Speaking ahead of the visit, Mr MacAskill told BBC Radio's Good Morning Scotland programme the bill was intended to give sheriffs more powers and discretion over sentencing than they do at present.

'More discretion'

He said the bill would also include the possibility of a surcharge being levied so that those who have suffered from crime can get some recompense from those who have perpetrated it.

This would include, for example, compensation going to charities who held the victims of crime.

Mr MacAskill added: "At the present moment they (sheriffs) don't have the opportunity for a restitution order to go to, for example, the Police Benevolent Fund or to the treatment centre.

"So what we are looking to do is to give sheriffs and the judiciary more discretion, and I think this would replace a fine. It certainly wouldn't impede the position where somebody should go straight to jail because of the nature of the assault."

Mr MasAskill said he would be "happy" to look at the possibility of other emergency services, such as ambulance staff, firefighters and nurses, being covered by the legislation.

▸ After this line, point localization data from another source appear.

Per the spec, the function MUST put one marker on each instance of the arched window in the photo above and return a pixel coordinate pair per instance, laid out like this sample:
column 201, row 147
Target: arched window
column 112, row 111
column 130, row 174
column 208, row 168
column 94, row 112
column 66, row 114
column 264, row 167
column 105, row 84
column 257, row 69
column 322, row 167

But he pointed out there was already a specific offence in Scots law of assaulting a police officer.

He said: "We do have police officers who face matters that none of the rest of us, in the main, in the course of our duties have to put up with, and we do have the Police Benevolent Fund and the treatment centre, so this is about bringing matters together."

Calum Steele, general secretary of the Scottish Police Federation, welcomed Mr MacAskill's proposals.

He said: "The SPF is delighted the commitment and often selfless bravery of our police officers to ensure the safety of others is being recognised through this excellent initiative.

"We believe this is the first time this approach has been tried anywhere in the world, which demonstrates the continued value the Scottish government places on its police service.

"Scotland's communities continue to enjoy record police numbers and record low crime. This initiative will help injured officers return to work and to their communities more quickly and will help to ensure the delivery of a world class police service to the people of Scotland".